Il prononça ces mots d’un ton si résolu, que je frissonnai de la tête aux pieds.
– Mais que nous arrive-t-il donc ? lui dis-je ; est-ce un rêve ? Qui peut nous empêcher de nous marier, quand tout est décidé, quand vous avez la parole de mon père ?
– Un mot de l’homme qui est amoureux de vous, et qui veut vous empêcher d’être à moi.
– Je le hais et je le méprise, m’écriai-je. Où est-il ? Je veux lui faire sentir la honte d’une si lâche poursuite et d’une si odieuse vengance... mais que peut-il contre toi, Leoni ? n’est-tu pas tellement au-dessus de ses attaques qu’un mot de toi ne le réduise en poussière ? Ta vertu et ta force ne sont-elles pas inébranlables et pures comme l’or ? Ô ciel ! je devine : tu es ruiné ! les papiers que tu attends n’apporteront que de mauvaises nouvelles. Henryet le sait, il te menace d’avertir mes parents. Sa conduite est infâme ; mais ne crains rien, mes parents sont bons, ils m’adorent ; je me jetterai à leurs pieds, je les menacerai de me faire religieuse ; tu les supplieras encore comme hier et tu les vaincras, sois-en sûr. Ne suis-je pas assez riche pour deux ? Mon père ne voudra pas me condamner à mourir de douleur ; ma mère intercédera pour moi... À nous trois nous aurons plus de force que ma tante pour le convaincre. Va, ne t’afflige plus, Leoni, cela ne peut pas nous séparer, c’est impossible. Si mes parents étaient sordides à ce point, c’est alors que je fuirais avec toi...
– Fuyons donc tout de suite, me dit Leoni d’un air sombre ; car ils seront inflexibles. Il y a autre chose encore que ma ruine, quelque chose d’infernal que je ne peux pas te dire. Es-tu bonne, es-tu généreuse ? Es-tu la femme que j’ai rêvée et que j’ai cru trouver en toi ? Es-tu capable d’héroïsme ? Comprends-tu les grandes choses, les immenses dévouements ? Voyons, voyons ! Juliette, es-tu une femme aimable et jolie que je vais quitter avec regret, ou es-tu un ange que Dieu m’a donné pour me sauver du désespoir ? Sens-tu ce qu’il y a de beau, de sublime à se sacrifier pour ce qu’on aime ? Ton âme n’est-elle pas émue à l’idée de tenir dans tes mains la vie et la destinée d’un homme, et de t’y consacrer tout entière ? Ah ! que ne pouvons-nous changer de rôle ! que ne suis-je à ta place ! Avec quel bonheur, avec quel transport je t’immolerais toutes les affections, tous les devoirs !...
– Assez, Leoni, lui répondis-je ; vous m’égarez par vos discours.
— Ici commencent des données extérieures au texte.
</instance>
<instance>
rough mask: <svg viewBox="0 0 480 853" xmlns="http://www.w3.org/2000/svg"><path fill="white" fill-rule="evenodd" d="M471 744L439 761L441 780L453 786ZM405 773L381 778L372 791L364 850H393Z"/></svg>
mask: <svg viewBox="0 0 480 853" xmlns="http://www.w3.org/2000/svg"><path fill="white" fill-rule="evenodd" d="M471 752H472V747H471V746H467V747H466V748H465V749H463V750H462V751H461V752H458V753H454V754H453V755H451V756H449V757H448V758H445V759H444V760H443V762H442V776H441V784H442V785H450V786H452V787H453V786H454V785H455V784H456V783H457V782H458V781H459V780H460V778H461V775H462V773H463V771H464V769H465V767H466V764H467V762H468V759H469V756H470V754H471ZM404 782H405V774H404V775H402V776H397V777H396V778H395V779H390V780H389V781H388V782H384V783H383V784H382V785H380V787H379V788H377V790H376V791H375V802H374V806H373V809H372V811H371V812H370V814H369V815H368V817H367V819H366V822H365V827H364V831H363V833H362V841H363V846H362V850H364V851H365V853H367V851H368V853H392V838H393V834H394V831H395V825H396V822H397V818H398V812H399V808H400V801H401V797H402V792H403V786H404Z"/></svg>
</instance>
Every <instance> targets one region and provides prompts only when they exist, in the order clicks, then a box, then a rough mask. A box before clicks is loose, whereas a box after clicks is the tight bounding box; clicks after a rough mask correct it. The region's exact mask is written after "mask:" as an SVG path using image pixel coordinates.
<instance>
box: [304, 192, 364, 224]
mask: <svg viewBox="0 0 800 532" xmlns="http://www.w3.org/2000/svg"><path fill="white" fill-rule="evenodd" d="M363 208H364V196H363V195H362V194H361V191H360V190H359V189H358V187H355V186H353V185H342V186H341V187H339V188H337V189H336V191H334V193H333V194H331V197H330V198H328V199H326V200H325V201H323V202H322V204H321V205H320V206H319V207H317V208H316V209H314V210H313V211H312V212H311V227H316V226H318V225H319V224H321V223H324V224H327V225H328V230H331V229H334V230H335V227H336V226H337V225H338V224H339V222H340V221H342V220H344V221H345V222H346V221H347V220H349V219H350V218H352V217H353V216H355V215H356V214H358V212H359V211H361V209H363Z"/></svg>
Grâce, grâce pour ma pauvre mère, pour mon pauvre père, pour mon honneur ! Vous voulez me perdre... !
– Ah ! tu penses à tout cela ! s’écria-t-il, et pas à moi ! Tu pèses la douleur de tes parents, et tu ne daignes pas mettre la mienne dans la balance ! Tu ne m’aimes pas...
Je cachai mon visage dans mes mains, j’invoquai Dieu, j’écoutai les sanglots de Leoni ; je crus que j’allais devenir folle.
– Eh bien ! tu le veux, lui dis-je, et tu le peux ; parle, dis-moi tout ce que tu voudras, il faudra bien que je t’obéisse ; n’as-tu pas ma volonté et mon âme à ta disposition ?
– Nous avons peu d’instants à perdre, répondit Leoni. Il faut que dans une heure nous soyons partis, ou ta fuite deviendra impossible. Il y a un œil de vautour qui plane sur nous. Mais, si tu le veux, nous saurons le tromper. Le veux-tu ? le veux-tu ?
Il me serra dans ses bras avec délire. Des cris de douleur s’échappaient de sa poitrine. Je répondis oui, sans savoir ce que je disais.
– Eh bien ! retourne vite au bal, me dit-il, ne montre pas d’agitation. Si on te questionne, dis que tu as été un peu indisposée ; mais ne te laisse pas emmener. Danse s’il le faut. Surtout, si Henryet te parle, sois prudente, ne l’irrite pas ; songe que pendant une heure encore mon sort est dans ses mains. Dans une heure je reviendrai sous un domino. J’aurai ce bout de ruban au capuchon. Tu le reconnaîtras, n’est-ce pas ? Tu me suivras, et surtout tu seras calme, impassible. Il le faut, songe à tout cela, t’en sens-tu la force ?
Je me levai et je pressai ma poitrine brisée dans mes deux mains.